(no subject)

Nov 25, 2010 22:58

 It's the holidays that are the hardest.

Looking around at all the fake people smiling through unfunny stories and uncomfortable gatherings of people they haven't seen in years and trying without the hope of success to catch up on their ends of the never ending soap opera... I miss being one of the liars. I miss the pretend laughing, the good food and the company of family members who really won't care an ounce about your life once they again depart for their own private corner of the world - I miss feeling like I belonged.

Even in the tired dances, through the aching in my face and shoulders from holding my head up and pretending all was well and holding all the correct expressions - though my feet and legs were aching from tired and worn steps - I miss being a part of them. Now I watch from the outside and hope and pray that someone notices me and asks me to dance again - to be a part of them again.
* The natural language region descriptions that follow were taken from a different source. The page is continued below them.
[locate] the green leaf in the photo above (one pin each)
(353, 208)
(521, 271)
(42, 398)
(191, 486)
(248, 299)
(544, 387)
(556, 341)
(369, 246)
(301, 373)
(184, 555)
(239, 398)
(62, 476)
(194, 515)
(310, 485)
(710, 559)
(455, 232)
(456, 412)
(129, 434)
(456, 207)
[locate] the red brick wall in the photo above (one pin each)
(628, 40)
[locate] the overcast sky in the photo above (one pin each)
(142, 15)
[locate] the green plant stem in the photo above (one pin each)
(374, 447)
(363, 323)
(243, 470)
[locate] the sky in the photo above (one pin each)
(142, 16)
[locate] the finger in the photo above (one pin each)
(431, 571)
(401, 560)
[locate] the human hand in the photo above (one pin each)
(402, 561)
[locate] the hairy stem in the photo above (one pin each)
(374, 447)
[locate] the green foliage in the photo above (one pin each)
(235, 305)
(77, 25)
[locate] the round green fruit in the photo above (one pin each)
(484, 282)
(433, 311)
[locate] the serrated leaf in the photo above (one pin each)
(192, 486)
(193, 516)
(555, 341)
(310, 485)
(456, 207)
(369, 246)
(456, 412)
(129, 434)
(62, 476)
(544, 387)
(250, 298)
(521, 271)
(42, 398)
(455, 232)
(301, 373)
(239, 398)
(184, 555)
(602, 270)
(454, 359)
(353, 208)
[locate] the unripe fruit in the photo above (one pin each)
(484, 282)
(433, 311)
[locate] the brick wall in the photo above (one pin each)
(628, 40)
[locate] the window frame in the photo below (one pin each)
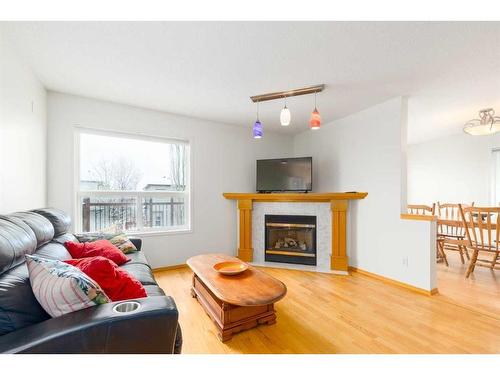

Now I hold up the walls on either side of the window and wonder when someone will open it to let me into the warmth that I could pretend would get me through these frozen months.

But the Universe has chosen to leave me with nothing but a room, a car and a job. No family, one amazing and wonderful friend... who I no longer see... I'm growing but I have nothing to show for it, no one to share it with. Have I burned all my bridges, is there no hope for me anymore? I look around and I see people who once vowed never to leave me packing their bags and walking away, and people whom I've never known watching those leaving and deciding I'm not worth the effort. I have lost my home, my best friends, money... freedom and all in the name of what? I have met some amazing people knowing that when they look at me, they will see nothing but pieces of a broken soul who is tired of trying and has run out of duct tape. I have nothing left to offer anyone. I have nothing to offer myself. I look around in my duct tape and Elmer's Glue world and have nothing except the wonderings of when it will fall apart next time.

I met a guy. He has the nicest smile and a wonderful laugh and eyes that really see way too much. I'm afraid to have him look at me - I'm afraid he'll judge me worthless as well.

And now, a mini-list:
 - I will let you in on a little secret. You tell someone that "they don't know me yet" when they ask why you're throwing this away, and I promise to air all the ways you aren't a perfect ray of sunshine either, darlin'. You and I may have ended, but don't ruin it for me with others.
 - I guess I never really knew you, did I?
 - You... make me smile so much my face hurts and laugh so much my ribcage has been sore for days. Please don't look at me and see the stains that mark me as unnecessary.
 - I'm afraid to unpack. I'm afraid to reconnect. I'm afraid of being alone...
 - I'm tired of guessing who people are, and their intentions. I'm straight with you, why can't you be straight with me?

*sighs* It's the holidays that are the hardest.